On (d): if Aristotelian science is common sense why don't we find Aristotelian science in lots of other places? (And how come so many-culturally-related-to-Aristotle-Greeks [Platonists, Atomists, later Stoics, etc] insisted on disagreeing with him?) Aristotelian science is a majestic achievement, not some kind of articulation of pre-existing common sense. (This is not to deny that there is some, occasional overlap.) But about this some other time more.
Now, does any of this matter, or have I just engaged in an amusing "gotcha" without philosophical substance? In both pieces the present authority of what is taken as 'science' is at issue. Even in philosophy this authority does not just work its way by argument, but also by the image of success or failure it can project.
To return to him for a moment, Noë is clear about what is at stake:
If modern science begins by shaping a conception of the cosmos, its subject matter, in such a way as to exclude mind and life, then it shouldn't come as a surprise that we can't seem to find a place for them in the natural order so conceived.
For Noë modern science, despite its impressive achievements, was basically conceived in sin (I apologize to Alva for using this kind of terminology--it's not his); it can describe and manipulate local mechanisms at the cost of some large remaining gaps in understanding. Thus, our present philosophical predicaments can be traced back to it. [A quick glance at Nagel's book suggests this is also the point of the pseudo "brief history" presented in chapter 3.] Noë doesn't want to do away with modern science, but he would like to reform it and draw on philosophical and scientific resources that have been developed, in part, in opposition to the Absolute Conception of Reality. (This is why he likes Nagel's questions even though he can't bring himself to say anything nice about Nagel's arguments.) But if the Absolute Conception of Reality is not an intrinsic feature of modern science, but itself historically accrued to it, then there may be untapped resources available in the roots of our world view.
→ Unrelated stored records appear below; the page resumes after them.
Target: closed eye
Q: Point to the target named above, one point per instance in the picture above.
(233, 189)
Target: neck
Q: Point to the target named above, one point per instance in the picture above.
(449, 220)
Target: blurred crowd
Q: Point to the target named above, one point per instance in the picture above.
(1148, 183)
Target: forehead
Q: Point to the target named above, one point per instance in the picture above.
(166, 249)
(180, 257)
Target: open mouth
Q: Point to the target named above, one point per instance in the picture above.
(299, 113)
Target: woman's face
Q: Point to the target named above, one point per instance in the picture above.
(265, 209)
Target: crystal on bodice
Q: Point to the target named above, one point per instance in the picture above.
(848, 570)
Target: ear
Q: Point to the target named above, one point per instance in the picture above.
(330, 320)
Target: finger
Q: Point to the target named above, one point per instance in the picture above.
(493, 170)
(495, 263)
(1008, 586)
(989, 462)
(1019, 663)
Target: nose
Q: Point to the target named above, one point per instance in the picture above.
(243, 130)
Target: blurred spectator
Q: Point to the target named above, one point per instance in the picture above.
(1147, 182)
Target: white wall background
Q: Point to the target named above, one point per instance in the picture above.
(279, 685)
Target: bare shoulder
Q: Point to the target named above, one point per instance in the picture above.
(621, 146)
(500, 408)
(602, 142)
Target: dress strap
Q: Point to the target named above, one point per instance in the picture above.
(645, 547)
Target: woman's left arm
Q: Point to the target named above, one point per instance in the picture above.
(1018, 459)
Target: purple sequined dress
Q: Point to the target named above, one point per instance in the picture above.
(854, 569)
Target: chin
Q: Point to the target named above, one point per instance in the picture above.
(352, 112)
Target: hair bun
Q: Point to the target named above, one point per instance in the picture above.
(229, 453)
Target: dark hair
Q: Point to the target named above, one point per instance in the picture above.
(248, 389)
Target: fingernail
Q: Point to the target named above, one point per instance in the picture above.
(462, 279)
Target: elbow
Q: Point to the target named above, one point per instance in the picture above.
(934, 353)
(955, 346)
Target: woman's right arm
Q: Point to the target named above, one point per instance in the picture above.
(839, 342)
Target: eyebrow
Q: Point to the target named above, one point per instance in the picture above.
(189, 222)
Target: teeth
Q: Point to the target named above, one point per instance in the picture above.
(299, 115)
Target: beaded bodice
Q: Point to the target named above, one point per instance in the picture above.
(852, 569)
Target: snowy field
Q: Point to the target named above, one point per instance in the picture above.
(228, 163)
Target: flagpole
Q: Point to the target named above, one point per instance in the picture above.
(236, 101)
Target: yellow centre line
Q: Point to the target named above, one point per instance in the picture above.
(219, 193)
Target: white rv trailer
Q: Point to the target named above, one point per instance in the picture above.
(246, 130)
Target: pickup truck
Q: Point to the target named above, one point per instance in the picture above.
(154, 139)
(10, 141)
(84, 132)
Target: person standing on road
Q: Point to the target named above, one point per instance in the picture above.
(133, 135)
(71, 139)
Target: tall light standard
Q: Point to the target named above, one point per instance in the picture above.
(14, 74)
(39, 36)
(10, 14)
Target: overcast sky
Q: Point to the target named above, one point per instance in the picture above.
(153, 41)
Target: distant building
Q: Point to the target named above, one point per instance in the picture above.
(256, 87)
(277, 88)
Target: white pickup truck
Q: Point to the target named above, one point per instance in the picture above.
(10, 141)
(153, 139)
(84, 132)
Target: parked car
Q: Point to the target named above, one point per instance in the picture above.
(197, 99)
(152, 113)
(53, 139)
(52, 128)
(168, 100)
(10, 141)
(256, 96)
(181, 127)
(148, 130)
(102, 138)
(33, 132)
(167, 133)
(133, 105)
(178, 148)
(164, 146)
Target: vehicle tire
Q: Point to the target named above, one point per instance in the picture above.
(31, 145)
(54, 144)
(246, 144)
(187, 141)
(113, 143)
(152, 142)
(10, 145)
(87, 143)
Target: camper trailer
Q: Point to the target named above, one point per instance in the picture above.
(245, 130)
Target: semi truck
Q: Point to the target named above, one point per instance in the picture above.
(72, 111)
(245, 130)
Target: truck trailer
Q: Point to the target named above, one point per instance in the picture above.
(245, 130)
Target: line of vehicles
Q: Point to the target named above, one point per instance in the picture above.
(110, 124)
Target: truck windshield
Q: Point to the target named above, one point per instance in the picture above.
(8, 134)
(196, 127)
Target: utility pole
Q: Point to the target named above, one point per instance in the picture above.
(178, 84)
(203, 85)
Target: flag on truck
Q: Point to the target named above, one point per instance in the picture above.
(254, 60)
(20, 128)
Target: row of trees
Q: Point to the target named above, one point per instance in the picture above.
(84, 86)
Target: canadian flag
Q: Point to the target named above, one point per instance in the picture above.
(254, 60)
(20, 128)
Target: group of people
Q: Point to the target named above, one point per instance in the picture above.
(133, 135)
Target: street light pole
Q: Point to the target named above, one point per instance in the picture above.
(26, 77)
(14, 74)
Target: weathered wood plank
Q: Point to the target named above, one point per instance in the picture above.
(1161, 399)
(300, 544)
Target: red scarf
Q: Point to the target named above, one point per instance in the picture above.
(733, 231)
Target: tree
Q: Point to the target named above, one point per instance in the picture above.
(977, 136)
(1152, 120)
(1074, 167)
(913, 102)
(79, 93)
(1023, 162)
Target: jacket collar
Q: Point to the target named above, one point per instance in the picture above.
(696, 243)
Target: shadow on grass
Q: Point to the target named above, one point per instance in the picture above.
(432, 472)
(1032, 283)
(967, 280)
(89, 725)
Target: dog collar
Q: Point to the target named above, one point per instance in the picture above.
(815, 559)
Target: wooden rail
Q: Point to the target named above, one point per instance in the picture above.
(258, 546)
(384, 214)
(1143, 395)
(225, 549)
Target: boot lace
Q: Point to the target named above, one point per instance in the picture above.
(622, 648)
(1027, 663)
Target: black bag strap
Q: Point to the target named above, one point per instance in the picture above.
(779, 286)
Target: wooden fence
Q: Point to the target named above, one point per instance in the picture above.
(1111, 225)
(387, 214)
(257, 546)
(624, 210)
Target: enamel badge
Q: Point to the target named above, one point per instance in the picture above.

Leiter & Weisberg could more easily avoid the claims that I criticize and still successfully target Nagel. Nothing I argue here undermines their claims about the existence of "a massively successful scientific research program" since the scientific revolution. Even so, they rely on a stronger image: one that insists that prior to the Scientific Revolution all was Darkness, and that since there is justifiable confidence that all the important outstanding questions can eventually be answered by this progressive and progressing program. (The historical irony is that this image was promoted by second generation Newtonians within philosophy in order to argue for a science that included natural theology against Spinozists.) But we do not have to buy into Noë's original sin view to question if science as presently organized will secure answers to the important questions. We just don't know.
Finally, I agree with Leiter & Weisberg that philosophers should be cautious about playing "to evolution deniers, intelligent-design acolytes, religious fanatics and others who are not really interested in the substantive scientific and philosophical issues." But we should also be cautious about peddling myths about the past and future of science. For given the authority of science to settle debate within philosophy, we philosophers can succumb to such myths, too.